それは誰かの願いごと




「あんな、ぼく、お母さんのお腹の中におった頃から、お母さんの声が聞こえてたし、思ってることもわかってたんや。せやから、ぼくの病気が見つかったときのことも覚えてる。お母さんがどんだけいっぱい泣いたのかも知ってるで?毎日毎日、信じられんほど泣いてたよな。でも……」

そこまで大路さんを見ながら話していた蹴人くんが、こちらに視線を投げてきた。
おそらく、一旦ここまでを大路さんに伝えるようにとの意図だろう。

「……蹴人くん、お腹の中にいる頃から、お母さんの声が聞こえていたし、思ってることも分かってたみたいです。蹴人くんの病気が見つかったときのことも覚えていて、お母さんがたくさん泣いていたのも知ってると言ってます。毎日、信じられないほど泣いてたと、言ってます」


そう伝えると、大路さんの顔色が悪くなっていった。
自分を支えるように両腕を体にまわし、ギュッと掴んでいる。

「大路さん…?」

気になったわたしは大路さんの様子をうかがったけれど、それを阻止するかのように蹴人くんがまた話しだしたのだ。

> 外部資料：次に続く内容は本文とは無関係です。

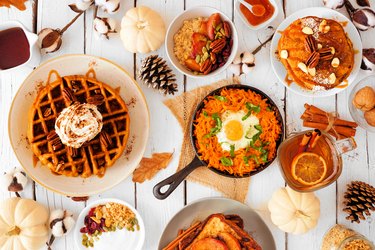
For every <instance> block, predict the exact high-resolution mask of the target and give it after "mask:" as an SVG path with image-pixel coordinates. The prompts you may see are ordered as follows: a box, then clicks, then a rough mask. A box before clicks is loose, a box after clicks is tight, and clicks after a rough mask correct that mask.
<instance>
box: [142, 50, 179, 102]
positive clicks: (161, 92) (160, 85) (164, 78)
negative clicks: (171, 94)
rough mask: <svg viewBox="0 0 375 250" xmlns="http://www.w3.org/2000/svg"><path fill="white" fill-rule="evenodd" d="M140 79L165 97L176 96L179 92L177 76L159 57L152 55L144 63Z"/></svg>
mask: <svg viewBox="0 0 375 250" xmlns="http://www.w3.org/2000/svg"><path fill="white" fill-rule="evenodd" d="M138 78H139V79H140V80H142V81H143V82H144V83H145V84H147V86H148V87H149V88H154V89H158V90H159V91H160V93H163V94H164V95H167V94H172V95H174V92H176V91H177V83H176V78H175V74H173V72H172V70H171V69H170V68H169V66H168V65H167V63H166V61H165V60H164V59H163V58H161V57H159V56H158V55H151V56H149V57H147V58H146V59H144V60H143V61H142V65H141V69H140V71H139V75H138Z"/></svg>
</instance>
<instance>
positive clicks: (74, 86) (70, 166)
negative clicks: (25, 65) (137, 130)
mask: <svg viewBox="0 0 375 250" xmlns="http://www.w3.org/2000/svg"><path fill="white" fill-rule="evenodd" d="M53 73H55V74H56V75H57V80H55V81H53V82H50V83H48V84H47V85H46V86H45V87H44V88H43V89H41V90H40V91H39V93H38V95H37V97H36V99H35V101H34V103H33V105H32V107H31V109H30V111H29V119H28V120H29V124H28V135H27V136H28V140H29V142H30V144H31V148H32V151H33V153H34V155H35V156H36V157H37V158H38V159H39V160H40V161H41V163H42V164H43V165H46V166H48V167H49V168H50V170H51V171H52V173H54V174H57V175H64V176H71V177H77V176H80V177H83V178H86V177H89V176H91V175H97V176H99V177H102V176H104V174H105V171H106V169H107V168H108V167H110V166H112V165H113V164H114V163H115V161H116V160H117V159H118V158H119V157H120V156H121V154H122V153H123V151H124V149H125V147H126V143H127V140H128V136H129V125H130V124H129V113H128V110H127V107H126V105H125V103H124V101H123V100H122V99H121V97H120V95H119V94H118V91H116V90H114V89H112V88H111V87H110V86H108V85H107V84H105V83H102V82H99V81H97V80H96V79H95V78H91V77H88V76H83V75H71V76H64V77H60V76H58V74H57V72H55V71H51V73H50V76H51V74H53ZM48 82H49V80H48ZM64 93H65V94H64ZM66 93H71V96H70V97H69V94H68V96H67V94H66ZM73 101H77V102H80V103H91V104H95V105H97V108H98V110H99V112H100V113H101V114H102V117H103V128H102V130H101V132H100V133H99V134H98V135H97V136H96V137H94V138H93V139H92V140H90V141H89V142H85V143H84V144H83V145H82V147H80V148H77V149H75V148H72V147H68V146H66V145H64V144H62V143H61V141H60V139H59V137H58V135H57V134H56V132H55V121H56V119H57V117H58V116H59V114H60V112H61V111H62V110H63V109H64V108H66V107H68V106H70V105H71V104H72V102H73Z"/></svg>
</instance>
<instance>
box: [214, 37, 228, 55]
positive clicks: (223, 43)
mask: <svg viewBox="0 0 375 250" xmlns="http://www.w3.org/2000/svg"><path fill="white" fill-rule="evenodd" d="M226 44H227V42H226V40H225V38H220V39H216V40H215V41H213V42H212V43H211V44H210V49H211V52H213V53H219V52H220V51H222V50H223V49H224V47H225V45H226Z"/></svg>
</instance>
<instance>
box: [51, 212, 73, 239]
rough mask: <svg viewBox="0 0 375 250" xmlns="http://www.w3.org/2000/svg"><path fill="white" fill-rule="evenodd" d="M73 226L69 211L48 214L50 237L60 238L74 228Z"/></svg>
mask: <svg viewBox="0 0 375 250" xmlns="http://www.w3.org/2000/svg"><path fill="white" fill-rule="evenodd" d="M74 224H75V221H74V219H73V214H72V213H71V212H70V211H67V210H62V209H56V210H54V211H52V212H51V214H50V219H49V226H50V228H51V232H52V235H53V236H55V237H62V236H64V235H65V234H68V233H69V232H70V231H71V230H72V228H73V227H74Z"/></svg>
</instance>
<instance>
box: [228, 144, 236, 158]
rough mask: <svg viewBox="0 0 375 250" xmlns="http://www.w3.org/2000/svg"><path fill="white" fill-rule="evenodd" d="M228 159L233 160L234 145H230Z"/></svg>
mask: <svg viewBox="0 0 375 250" xmlns="http://www.w3.org/2000/svg"><path fill="white" fill-rule="evenodd" d="M229 153H230V157H232V158H234V157H235V154H234V144H232V145H230V152H229Z"/></svg>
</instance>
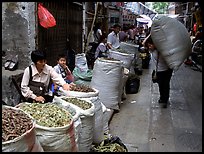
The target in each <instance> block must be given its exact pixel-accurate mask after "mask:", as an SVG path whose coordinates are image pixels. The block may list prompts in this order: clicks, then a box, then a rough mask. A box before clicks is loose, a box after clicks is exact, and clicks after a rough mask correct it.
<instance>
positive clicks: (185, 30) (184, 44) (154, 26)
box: [150, 16, 191, 70]
mask: <svg viewBox="0 0 204 154" xmlns="http://www.w3.org/2000/svg"><path fill="white" fill-rule="evenodd" d="M150 33H151V37H152V40H153V43H154V44H155V46H156V48H157V49H158V51H160V53H161V54H162V56H163V57H164V59H165V61H166V63H167V64H168V66H169V68H171V69H174V70H177V69H178V68H179V66H180V65H181V64H182V63H183V62H184V60H185V59H186V58H187V57H188V56H189V55H190V53H191V39H190V36H189V33H188V31H187V29H186V27H185V26H184V25H183V24H182V23H181V22H180V21H178V20H177V19H174V18H170V17H167V16H161V17H157V18H155V19H154V20H153V22H152V26H151V32H150Z"/></svg>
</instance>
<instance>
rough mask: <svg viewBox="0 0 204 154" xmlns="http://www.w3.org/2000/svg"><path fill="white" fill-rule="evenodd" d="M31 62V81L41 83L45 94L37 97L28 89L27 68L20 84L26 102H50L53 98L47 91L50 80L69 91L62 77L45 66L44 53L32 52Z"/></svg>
mask: <svg viewBox="0 0 204 154" xmlns="http://www.w3.org/2000/svg"><path fill="white" fill-rule="evenodd" d="M31 60H32V62H33V63H32V64H31V71H32V81H36V82H41V83H43V84H44V85H45V89H46V92H45V93H44V94H43V95H41V96H39V95H37V94H35V93H34V92H33V91H32V90H31V89H30V87H29V81H30V70H29V67H27V68H26V69H25V71H24V74H23V78H22V82H21V92H22V95H23V96H24V97H25V98H26V99H27V100H28V102H41V103H44V102H51V101H52V98H53V97H52V96H50V95H49V91H48V89H49V83H50V80H52V81H53V82H55V83H56V84H58V85H61V86H62V87H63V89H64V90H69V89H70V85H69V84H67V83H66V82H65V81H64V79H63V78H62V76H61V75H60V74H58V73H57V72H56V71H55V69H54V68H53V67H52V66H49V65H47V64H46V54H45V53H44V52H42V51H40V50H35V51H32V53H31Z"/></svg>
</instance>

「でも、ぼくだけやなくてお母さんにも病気が見つかったときは、ぼくも一緒に泣きたくなった。せやけど、ぼくとサヨナラしたらお母さんは助かるって聞こえてきたから、それやったら、悲しいけどぼくはサヨナラするって思ったんや」

「え……?」


蹴人くんの話した内容を、わたしはすぐに通訳することができなかった。